This appears to be the southernmost extremity of a watery landscape that H. P. Lovecraft discovered rather early in his encounter with New York City, because Dench had his home there…

Dench’s [home on Emmons Ave. was a regular amateur press meeting-place, and was located] by the old, curious wharves of Sheepshead Bay [near the old Dutch marsh country, that being] “the vast, low-lying flat lands and salt marshes of Southern Brooklyn; where old Dutch cottages reared their curved gables, and old Dutch winds stirred the sedges along sluggish inlets brooding gray and shadowy and out of reach of the long red rays of hazy setting suns.

Emmons Ave., Sheepshead Bay, in 1931, showing how it fronted the wharves and jetties. John Milton Heins’s “Face to Face with Amateur Journalists” (1920 reprinted in The Fossil #333 from The American Amateur) reveals a few more details of the Dench house, confirming that it was directly on the shoreline… “Sheepshead Bay in a bungalow, on the water front”. In Lovecraft’s time this waterfront was a busy working place, and in the season boats were eagerly hired by sports fishermen and hunters. The following two maps show the Sheepshead Bay shoreline frontage in broad relation to Fulton St. and Prospect Park, and the flatlands to the north. The detailed topographical maps shows the exact location of the Sheepshead Bay shoreline frontage on which Dench’s house was located, and the proxity to the named “Flatlands” settlement and its wide marshland surroundings. One can see why the area provided New York City with such excellent fishing and duck-hunting.

Almost the entire Long Island shoreline was once salt-marsh flatland and swamps. By Lovecraft’s time most of this was long gone, but the New York City Guide of 1939 reported a settlement called the ‘Flatlands’ remained and that… “Much of the southern section [of this] is unreclaimed marshland” with a population of rough squatters and fishermen. Lovecraft’s “vast, low-lying flat lands and salt marshes” of the 1920s thus appear to have run south of the settlement of Flatlands toward Sheepshead Bay, with “Bergen Beach” being mentioned by the Guide as an especially bleak place: “At Bergen Beach, the brooding silence of the dour marshland hangs over old houses and shanties”.

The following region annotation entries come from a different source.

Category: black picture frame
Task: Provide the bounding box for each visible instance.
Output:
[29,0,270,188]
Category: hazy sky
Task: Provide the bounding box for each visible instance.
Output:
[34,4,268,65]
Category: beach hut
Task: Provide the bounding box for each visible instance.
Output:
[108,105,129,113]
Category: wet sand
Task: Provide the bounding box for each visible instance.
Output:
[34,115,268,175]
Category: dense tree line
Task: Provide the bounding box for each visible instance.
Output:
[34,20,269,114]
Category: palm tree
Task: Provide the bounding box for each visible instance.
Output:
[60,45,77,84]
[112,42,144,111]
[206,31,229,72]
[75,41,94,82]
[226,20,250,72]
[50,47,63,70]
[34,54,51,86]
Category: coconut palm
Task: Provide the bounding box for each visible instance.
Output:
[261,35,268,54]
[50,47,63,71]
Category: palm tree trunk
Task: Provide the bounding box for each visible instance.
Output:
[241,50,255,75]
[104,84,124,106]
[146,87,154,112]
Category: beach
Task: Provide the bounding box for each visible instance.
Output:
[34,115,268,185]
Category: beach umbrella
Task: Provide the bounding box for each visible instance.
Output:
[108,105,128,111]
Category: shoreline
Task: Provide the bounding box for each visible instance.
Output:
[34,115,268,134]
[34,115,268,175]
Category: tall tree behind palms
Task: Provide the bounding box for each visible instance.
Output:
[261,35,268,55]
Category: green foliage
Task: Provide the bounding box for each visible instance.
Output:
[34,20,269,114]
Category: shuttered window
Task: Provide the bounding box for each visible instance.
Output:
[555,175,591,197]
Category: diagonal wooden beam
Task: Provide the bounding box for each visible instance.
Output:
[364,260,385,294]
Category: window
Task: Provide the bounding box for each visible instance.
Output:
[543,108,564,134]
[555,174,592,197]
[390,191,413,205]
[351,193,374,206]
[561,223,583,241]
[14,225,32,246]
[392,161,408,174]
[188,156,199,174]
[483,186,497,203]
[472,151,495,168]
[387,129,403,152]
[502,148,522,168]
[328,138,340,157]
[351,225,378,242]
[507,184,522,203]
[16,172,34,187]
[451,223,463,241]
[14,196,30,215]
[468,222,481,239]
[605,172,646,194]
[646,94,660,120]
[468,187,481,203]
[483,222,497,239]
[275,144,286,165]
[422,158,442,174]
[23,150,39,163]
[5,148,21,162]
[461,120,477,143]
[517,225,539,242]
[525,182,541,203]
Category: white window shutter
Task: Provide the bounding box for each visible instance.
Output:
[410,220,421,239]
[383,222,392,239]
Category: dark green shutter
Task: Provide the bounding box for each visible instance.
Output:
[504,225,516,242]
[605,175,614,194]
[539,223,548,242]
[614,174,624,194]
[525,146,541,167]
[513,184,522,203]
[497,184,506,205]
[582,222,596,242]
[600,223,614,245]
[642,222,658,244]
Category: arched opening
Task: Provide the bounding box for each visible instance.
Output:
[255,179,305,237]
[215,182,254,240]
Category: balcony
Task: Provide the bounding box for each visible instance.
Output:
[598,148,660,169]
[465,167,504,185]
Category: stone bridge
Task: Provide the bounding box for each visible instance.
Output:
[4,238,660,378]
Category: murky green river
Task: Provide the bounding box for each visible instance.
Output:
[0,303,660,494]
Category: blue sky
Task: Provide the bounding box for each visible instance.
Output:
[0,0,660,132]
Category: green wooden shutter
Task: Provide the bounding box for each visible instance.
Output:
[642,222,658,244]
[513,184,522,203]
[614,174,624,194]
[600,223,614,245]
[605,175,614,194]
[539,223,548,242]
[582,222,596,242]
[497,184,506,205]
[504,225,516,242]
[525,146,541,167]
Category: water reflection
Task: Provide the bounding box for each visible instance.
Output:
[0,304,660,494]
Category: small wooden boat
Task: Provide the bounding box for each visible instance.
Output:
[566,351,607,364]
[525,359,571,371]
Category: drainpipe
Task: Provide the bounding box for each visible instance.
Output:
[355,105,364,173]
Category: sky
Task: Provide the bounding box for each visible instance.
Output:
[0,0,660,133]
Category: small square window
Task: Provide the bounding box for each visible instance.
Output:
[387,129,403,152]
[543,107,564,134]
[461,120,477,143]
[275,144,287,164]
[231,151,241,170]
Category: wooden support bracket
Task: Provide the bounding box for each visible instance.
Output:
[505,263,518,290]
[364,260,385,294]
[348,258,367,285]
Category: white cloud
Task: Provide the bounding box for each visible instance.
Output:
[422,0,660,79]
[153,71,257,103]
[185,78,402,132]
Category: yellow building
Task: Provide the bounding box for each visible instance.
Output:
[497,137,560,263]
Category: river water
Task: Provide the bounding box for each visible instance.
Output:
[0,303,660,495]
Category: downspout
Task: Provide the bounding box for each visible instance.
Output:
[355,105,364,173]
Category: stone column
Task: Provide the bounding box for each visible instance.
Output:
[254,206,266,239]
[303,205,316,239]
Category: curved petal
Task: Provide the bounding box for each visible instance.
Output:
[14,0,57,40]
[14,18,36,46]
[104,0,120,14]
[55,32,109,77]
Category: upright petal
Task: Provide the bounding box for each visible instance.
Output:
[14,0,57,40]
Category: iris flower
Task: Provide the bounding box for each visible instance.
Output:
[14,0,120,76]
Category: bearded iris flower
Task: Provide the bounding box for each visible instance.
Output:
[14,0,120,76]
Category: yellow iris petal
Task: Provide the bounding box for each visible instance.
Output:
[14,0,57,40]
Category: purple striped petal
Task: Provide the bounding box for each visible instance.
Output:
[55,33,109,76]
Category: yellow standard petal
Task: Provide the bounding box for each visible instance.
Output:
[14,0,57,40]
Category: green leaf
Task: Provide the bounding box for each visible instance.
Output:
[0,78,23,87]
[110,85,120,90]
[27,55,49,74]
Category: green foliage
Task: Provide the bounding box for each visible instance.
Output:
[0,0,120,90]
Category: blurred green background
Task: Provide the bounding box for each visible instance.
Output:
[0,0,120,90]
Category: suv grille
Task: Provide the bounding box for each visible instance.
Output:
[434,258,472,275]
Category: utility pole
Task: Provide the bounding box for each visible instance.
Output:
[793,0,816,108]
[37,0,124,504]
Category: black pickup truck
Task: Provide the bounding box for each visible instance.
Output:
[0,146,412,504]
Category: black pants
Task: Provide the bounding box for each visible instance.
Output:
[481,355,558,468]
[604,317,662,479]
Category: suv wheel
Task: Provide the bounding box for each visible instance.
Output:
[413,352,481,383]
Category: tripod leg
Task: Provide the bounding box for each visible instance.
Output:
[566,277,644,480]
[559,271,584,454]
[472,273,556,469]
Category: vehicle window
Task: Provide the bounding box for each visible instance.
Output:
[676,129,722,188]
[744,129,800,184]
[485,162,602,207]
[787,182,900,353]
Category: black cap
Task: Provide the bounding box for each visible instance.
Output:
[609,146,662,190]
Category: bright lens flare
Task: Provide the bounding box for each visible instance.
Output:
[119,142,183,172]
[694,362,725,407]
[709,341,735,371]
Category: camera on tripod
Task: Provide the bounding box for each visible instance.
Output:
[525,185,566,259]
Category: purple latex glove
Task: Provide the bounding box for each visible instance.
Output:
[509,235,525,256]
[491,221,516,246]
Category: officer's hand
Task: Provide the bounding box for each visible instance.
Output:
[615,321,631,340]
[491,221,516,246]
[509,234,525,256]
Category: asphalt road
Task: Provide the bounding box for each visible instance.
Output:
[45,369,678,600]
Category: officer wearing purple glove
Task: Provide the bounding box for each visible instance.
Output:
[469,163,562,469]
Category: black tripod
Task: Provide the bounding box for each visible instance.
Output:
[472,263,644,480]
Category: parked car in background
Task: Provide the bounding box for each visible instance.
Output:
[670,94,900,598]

This watery landscape had originally drawn Dutch settlers because it reminded them of the very similar fenland country in Holland, and they knew how to work it and what could be got from it. By Lovecraft’s time it seems that the Dutch had mostly moved on and up in New York society, but their relics remained and continued to fascinate him. For instance Lovecraft’s self-parodying story “The Hound” arose in September 1922 after… “I had been exploring an old Dutch cemetery in Flatbush, where the ancient gravestones are in the Dutch language”. He had chipped a small piece off a Dutch gravestone…

I must place it beneath my pillow as I sleep… who can say what thing might not come out of the centuried earth to exact vengeance for his desecrated tomb? And should it come, who can say what it might not resemble?

It is likely that Lovecraft first knew the marshland area through walks there in the company of his fellow writer Everett McNeil. Seemingly in Autumn 1922, when they likely used Dench’s nearby house in Sheepshead Bay as a base. Possibly this large marshland area was not fully explored by Lovecraft in 1922. Nor during his later New York residency, unless perhaps you count as evidence the briefest vision of a pre-New York landscape in the story “He”… “in the distance ahead I saw the unhealthy shimmer of a vast salt marsh constellated with nervous fireflies.”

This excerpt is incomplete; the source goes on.